It's been too long since the President's State of the Union Address for this to be considered very relevant (it's certainly not timely), but I wanted to briefly admit that I actually agree with the President on some areas he feels the country needs to improve upon in order for us to remain competitive in the global community.
Innovation: I agree. I think we've always been a country that has enabled those who want to dream BIG do so. We've enjoyed a few hundred years of some of the most innovative ideas known to mankind and I think that our national, state, and local policies should be structured so that they encourage, rather than discourage, ideas and innovation.
Where we disagree is how to encourage and invigorate innovation. I don't think that nationally funded government research projects are the answer. President Obama seems to think that the private sector doesn't see R&D as important. I disagree. I think they'd spend a lot more time on R&D if we'd keep them out of the wings of Congress (aka, get rid of the Lobbyists) and force them to be productive and competitive again. Instead, they lay about in the halls of Congress steering policy instead of productivity.
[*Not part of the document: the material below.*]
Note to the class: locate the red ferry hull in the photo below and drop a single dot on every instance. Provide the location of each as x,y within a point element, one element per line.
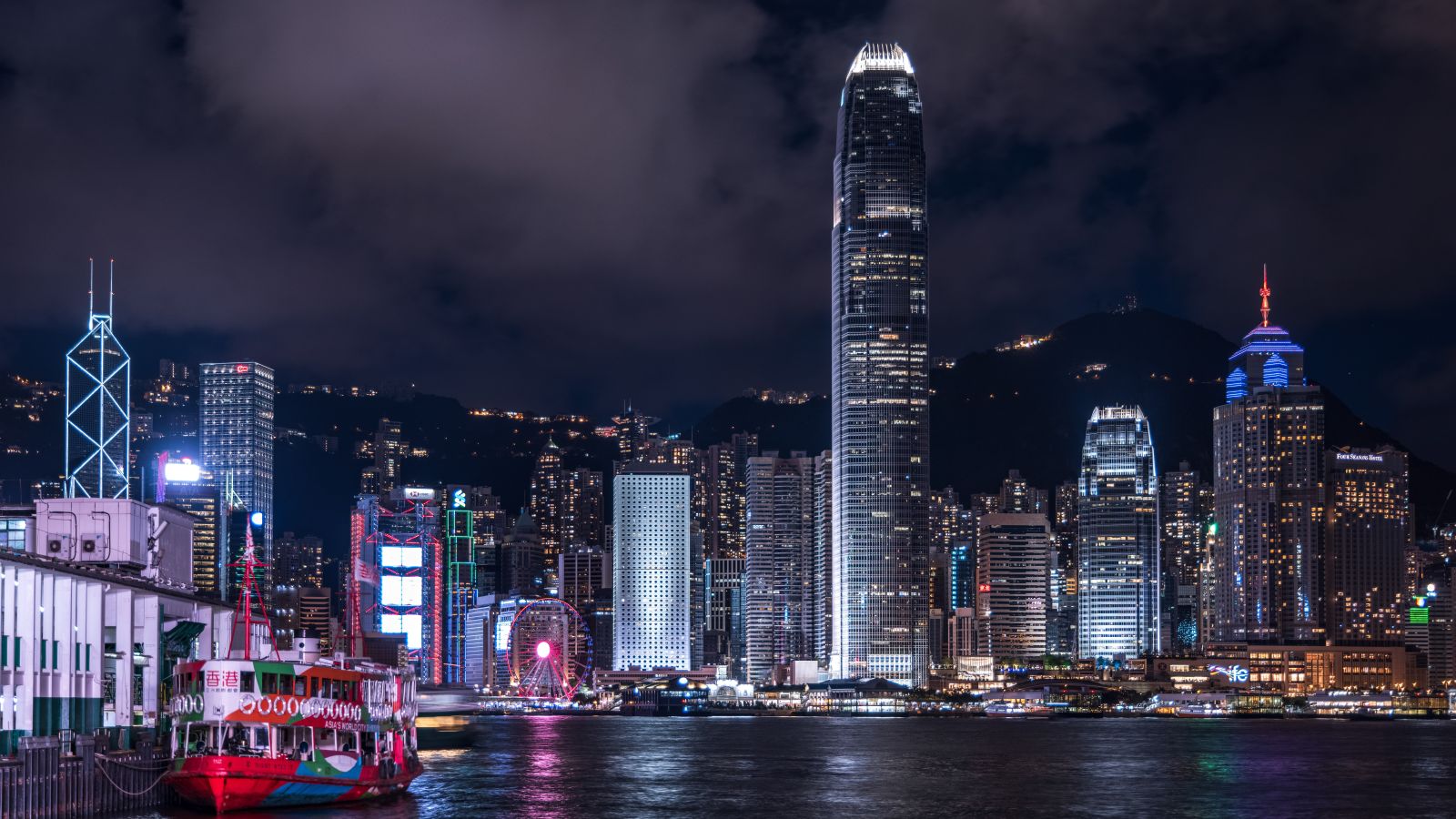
<point>240,783</point>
I'm anti-business. NO! I'm very keen on the free market. I just don't think you can call it a free market if Big Business has the ability to hold our country hostage to the idea that they are "Too Big to Fail...". I disagree with big businesses being allowed to gain the ear of Congress and manipulate them into laws that make innovation and competitiveness more difficult for everyone (except big business). The repeal of a lot of regulation and restriction would encourage smaller businesses- local businesses- to become more innovative. The repeal of some regulations would actually devastate some of these "too big to fail" businesses and remove the stranglehold that they've created over our National Policy.
Education: I agree with the President here, as well. I think we've got a terrible situation on our hands in the United States. We need to improve our education system. This is one reason why my wife and I aren't interested in sending our children to public school.
But, I'm not certain the the Federal government needs to be in the education business. I think the businesses of America (and the world) should have more to say about what they need and how they think we can get it. I think we need to look into encouraging businesses to invest in the workforce (not taxed into it). When the baby-boomers are gone from the workforce in a few years, I think businesses across the country are going to be struggling to find the talent they need and very quickly there will be an incentive in creating a more talented pool to choose from.
Infrastructure: Oddly enough, most people think that Libertarians are anti-roads and law enforcement? I'm not. I agree that the infrasturcture of our country needs to be improved. Our airports are awful. Our roads stink. So do our rails.
But I also don't think that we need to push the country further into debt in order to fill in potholes. Again, I think there are more creative ways where businesses and other private investors help pick up the tab (of their own will) rather than creating national spending projects.
So, all in all- I actually enjoyed the vision that the President cast. I think these three areas of innovation, education, and infrastucture are very profitable and beneficial paths that we should pursue. I'm just not on board with the implemenation methods that he's suggesting to accomplish these tasks.
Nathan Key likes to think about faith and philosophy and talk about it with others. He lives with his family in New Hampshire. He doesn't always refer to himself in the third person.